Ebbene, il totano ha un sapore un po’ meno pregiato ma più intenso del calamaro. La carne è inoltre più soda, quindi regala una texture migliore e più corposa. Il primo consiglio è quello di preferire il totano al calamaro, poiché quest’ultimo è più sottile e tende a seccarsi durante la frittura.
I calamari sono tra i prodotti ittici più apprezzati. Il loro sapore è delicato e corposo allo stesso tempo, inoltre sono abbastanza versatili da interagire al meglio con un’ampia varietà di ingredienti. I calamari eccellono anche dal punto di vista nutrizionale. A fronte di un apporto calorico contenuto, pari a 70 kcal per cento grammi, apportano molte proteine (circa 18 grammi per etto) e sali minerali. Tra questi spicca il fosforo, il magnesio, il potassio e il calcio, tipico delle carni e dei loro derivati.

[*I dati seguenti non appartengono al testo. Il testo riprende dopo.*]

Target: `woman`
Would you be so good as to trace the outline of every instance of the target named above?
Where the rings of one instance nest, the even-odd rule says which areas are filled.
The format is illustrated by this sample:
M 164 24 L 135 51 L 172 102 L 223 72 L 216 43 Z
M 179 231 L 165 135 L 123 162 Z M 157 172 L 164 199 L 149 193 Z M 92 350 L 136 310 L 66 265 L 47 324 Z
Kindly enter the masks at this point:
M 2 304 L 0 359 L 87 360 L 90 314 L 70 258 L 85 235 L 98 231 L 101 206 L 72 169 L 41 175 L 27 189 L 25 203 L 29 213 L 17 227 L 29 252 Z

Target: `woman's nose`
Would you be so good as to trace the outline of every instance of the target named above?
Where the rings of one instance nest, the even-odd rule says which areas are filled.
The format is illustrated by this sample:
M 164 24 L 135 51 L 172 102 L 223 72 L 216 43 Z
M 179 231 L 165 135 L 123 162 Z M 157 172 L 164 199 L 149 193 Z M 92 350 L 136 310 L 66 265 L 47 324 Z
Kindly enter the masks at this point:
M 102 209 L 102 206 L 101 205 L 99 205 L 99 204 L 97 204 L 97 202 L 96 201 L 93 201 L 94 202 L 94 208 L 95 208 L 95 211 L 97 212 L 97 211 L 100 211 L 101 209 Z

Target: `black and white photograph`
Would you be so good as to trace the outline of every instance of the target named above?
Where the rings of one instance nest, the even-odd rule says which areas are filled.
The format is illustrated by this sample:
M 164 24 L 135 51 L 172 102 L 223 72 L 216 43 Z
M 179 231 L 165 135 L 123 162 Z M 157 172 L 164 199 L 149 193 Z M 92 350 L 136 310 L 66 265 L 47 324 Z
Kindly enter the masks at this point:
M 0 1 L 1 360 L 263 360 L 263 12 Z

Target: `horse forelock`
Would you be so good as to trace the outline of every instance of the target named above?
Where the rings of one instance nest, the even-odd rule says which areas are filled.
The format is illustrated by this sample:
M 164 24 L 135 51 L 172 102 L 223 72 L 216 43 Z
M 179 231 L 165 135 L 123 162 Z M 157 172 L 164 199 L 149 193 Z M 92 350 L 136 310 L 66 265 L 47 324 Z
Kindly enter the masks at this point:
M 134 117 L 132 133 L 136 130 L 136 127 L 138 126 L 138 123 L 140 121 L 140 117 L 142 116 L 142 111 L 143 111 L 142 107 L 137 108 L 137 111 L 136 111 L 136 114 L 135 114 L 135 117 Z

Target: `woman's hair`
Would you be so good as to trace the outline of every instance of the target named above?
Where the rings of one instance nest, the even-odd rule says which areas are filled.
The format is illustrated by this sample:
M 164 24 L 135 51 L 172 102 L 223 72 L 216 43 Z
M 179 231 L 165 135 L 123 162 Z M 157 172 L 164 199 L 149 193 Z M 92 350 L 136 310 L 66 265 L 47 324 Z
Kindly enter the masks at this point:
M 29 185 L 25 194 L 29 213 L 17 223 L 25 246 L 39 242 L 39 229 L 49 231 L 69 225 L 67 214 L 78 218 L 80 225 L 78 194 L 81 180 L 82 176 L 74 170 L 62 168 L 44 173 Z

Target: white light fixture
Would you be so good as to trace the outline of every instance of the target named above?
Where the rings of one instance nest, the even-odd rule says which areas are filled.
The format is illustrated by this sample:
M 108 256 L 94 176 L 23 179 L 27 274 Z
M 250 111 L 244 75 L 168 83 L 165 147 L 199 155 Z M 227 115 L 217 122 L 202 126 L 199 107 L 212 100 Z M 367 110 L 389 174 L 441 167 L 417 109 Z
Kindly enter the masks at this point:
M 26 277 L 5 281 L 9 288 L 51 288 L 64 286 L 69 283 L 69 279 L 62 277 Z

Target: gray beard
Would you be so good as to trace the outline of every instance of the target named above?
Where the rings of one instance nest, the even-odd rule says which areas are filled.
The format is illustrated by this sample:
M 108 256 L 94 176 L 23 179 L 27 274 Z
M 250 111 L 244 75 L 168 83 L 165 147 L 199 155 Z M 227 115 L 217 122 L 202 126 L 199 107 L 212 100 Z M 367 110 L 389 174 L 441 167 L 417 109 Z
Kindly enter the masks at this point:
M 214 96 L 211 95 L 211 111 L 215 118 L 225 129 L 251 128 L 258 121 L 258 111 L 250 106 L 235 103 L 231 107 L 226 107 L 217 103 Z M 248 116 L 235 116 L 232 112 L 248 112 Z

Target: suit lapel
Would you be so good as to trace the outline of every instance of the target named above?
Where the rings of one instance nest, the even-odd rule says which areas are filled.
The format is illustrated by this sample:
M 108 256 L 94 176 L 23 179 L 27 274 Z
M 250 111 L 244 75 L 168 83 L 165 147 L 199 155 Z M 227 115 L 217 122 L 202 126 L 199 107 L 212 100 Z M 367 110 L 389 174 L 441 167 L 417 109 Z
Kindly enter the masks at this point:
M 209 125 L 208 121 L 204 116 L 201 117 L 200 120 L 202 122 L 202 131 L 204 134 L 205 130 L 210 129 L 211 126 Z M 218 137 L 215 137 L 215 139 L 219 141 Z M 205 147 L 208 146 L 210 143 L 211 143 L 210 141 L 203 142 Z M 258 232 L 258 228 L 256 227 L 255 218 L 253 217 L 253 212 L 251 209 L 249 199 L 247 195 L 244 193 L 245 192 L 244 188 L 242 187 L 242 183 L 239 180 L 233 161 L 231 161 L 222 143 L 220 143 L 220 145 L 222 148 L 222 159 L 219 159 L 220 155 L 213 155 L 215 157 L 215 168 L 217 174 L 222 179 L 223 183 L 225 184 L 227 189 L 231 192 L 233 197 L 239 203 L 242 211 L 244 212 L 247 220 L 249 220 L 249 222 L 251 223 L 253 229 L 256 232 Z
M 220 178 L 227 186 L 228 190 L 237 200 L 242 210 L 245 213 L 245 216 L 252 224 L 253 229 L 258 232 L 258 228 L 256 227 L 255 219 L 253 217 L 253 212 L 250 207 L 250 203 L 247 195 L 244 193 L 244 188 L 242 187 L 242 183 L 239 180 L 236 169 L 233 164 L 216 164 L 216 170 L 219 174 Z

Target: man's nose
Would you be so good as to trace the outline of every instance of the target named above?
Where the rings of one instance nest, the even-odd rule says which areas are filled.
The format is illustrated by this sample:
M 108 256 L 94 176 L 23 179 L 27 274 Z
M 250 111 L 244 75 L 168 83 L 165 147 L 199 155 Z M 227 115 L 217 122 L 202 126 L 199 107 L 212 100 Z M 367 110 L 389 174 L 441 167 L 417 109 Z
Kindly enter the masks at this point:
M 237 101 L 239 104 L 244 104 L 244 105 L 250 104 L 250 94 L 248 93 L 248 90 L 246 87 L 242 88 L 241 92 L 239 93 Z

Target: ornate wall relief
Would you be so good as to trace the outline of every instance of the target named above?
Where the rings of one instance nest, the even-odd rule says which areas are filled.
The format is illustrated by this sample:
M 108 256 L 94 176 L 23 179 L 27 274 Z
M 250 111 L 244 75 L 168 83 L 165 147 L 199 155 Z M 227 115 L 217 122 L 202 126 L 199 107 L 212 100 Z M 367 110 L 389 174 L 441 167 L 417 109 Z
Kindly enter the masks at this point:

I calamari apportano anche grassi benefici, come gli acidi grassi omega tre, un vero toccasana per cuore e per la circolazione del sangue. L’unico vero difetto dei calamari è l’abbondanza di sodio, che potrebbe causare aumenti della pressione. Il sodio è presente in tutte le specie ittiche, anzi nei calamari non è poi così spiccato.
| Nutriente | Valore per 100g |
|---|---|
| Calorie | 70 kcal |
| Proteine | 18 g |
| Grassi | Pochi |
| Sali Minerali | Fosforo, Magnesio, Potassio, Calcio |
| Acidi Grassi Omega-3 | Presenti |
Seguendo questi consigli e ricette, potrete preparare degli anelli di totano fritti perfetti, croccanti e asciutti, ideali per ogni occasione!